THE WOOD OF THE DEAD

"To call away someone," he went on in the same thrilling voice, "someone who is not quite ready to come, but who is needed elsewhere for a worthier purpose." There was a sadness in his manner that mystified me more than ever.

"You mean--?" I began, with an unaccountable access of trembling.

"I have come for someone who must soon move, even as I have moved."

He looked me through and through with a dreadfully piercing gaze, but I met his eyes with a full straight stare, trembling though I was, and I was aware that something stirred within me that had never stirred before, though for the life of me I could not have put a name to it, or have analysed its nature.

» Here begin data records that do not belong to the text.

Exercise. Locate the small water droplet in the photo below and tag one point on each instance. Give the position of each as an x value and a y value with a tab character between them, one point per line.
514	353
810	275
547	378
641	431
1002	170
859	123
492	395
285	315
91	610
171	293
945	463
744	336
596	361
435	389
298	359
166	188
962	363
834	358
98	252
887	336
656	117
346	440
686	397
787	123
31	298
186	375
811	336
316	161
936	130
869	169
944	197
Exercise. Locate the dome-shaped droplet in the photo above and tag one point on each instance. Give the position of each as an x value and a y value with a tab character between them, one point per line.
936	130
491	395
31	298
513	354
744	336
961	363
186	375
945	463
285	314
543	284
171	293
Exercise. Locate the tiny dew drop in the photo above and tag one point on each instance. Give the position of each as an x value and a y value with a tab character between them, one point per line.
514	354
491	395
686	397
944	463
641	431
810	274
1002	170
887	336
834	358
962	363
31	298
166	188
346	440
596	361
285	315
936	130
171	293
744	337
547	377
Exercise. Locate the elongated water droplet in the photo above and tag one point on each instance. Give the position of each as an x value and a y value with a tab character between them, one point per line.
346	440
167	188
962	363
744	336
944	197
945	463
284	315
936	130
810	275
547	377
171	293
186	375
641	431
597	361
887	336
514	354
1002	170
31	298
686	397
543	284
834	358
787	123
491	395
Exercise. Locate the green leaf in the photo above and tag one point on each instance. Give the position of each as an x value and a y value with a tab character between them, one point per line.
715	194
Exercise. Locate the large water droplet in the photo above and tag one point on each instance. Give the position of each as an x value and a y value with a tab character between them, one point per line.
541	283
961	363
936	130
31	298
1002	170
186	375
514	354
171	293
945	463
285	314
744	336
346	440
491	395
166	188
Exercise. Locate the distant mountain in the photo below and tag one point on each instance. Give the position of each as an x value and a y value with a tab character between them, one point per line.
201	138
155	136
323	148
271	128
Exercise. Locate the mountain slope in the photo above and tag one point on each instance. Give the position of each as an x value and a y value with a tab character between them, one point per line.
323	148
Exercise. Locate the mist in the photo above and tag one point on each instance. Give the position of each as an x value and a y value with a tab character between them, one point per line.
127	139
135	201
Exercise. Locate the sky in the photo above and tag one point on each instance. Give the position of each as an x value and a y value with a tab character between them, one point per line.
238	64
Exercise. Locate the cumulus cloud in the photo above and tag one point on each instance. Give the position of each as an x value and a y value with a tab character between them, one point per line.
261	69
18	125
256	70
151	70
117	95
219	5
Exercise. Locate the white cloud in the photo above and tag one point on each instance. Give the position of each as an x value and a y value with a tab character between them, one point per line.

Something lifted and rolled away. For one single second I understood clearly that the past and the future exist actually side by side in one immense Present; that it was _I_ who moved to and fro among shifting, protean appearances.

The old man dropped his eyes from my face, and the momentary glimpse of a mightier universe passed utterly away. Reason regained its sway over a dull, limited kingdom.

"Come to-night," I heard the old man say, "come to me to-night into the Wood of the Dead. Come at midnight--"

Involuntarily I clutched the arm of the settle for support, for I then felt that I was speaking with someone who knew more of the real things that are and will be, than I could ever know while in the body, working through the ordinary channels of sense--and this curious half-promise of a partial lifting of the veil had its undeniable effect upon me.

The breeze from the sea had died away outside, and the blossoms were still. A yellow butterfly floated lazily past the window. The song of the birds hushed--I smelt the sea--I smelt the perfume of heated summer air rising from fields and flowers, the ineffable scents of June and of the long days of the year--and with it, from countless green meadows beyond, came the hum of myriad summer life, children's voices, sweet pipings, and the sound of water falling.

I knew myself to be on the threshold of a new order of experience--of an ecstasy. Something drew me forth with a sense of inexpressible yearning towards the being of this strange old man in the window seat, and for a moment I knew what it was to taste a mighty and wonderful sensation, and to touch the highest pinnacle of joy I have ever known. It lasted for less than a second, and was gone; but in that brief instant of time the same terrible lucidity came to me that had already shown me how the past and future exist in the present, and I realised and understood that pleasure and pain are one and the same force, for the joy I had just experienced included also all the pain I ever had felt, or ever could feel. . . .

The sunshine grew to dazzling radiance, faded, passed away. The shadows paused in their dance upon the grass, deepened a moment, and then melted into air. The flowers of the fruit trees laughed with their little silvery laughter as the wind sighed over their radiant eyes the old, old tale of its personal love. Once or twice a voice called my name. A wonderful sensation of lightness and power began to steal over me.

Suddenly the door opened and the inn-keeper's daughter came in. By all ordinary standards, her's was a charming country loveliness, born of the stars and wild-flowers, of moonlight shining through autumn mists upon the river and the fields; yet, by contrast with the higher order of beauty I had just momentarily been in touch with, she seemed almost ugly. How dull her eyes, how thin her voice, how vapid her smile, and insipid her whole presentment.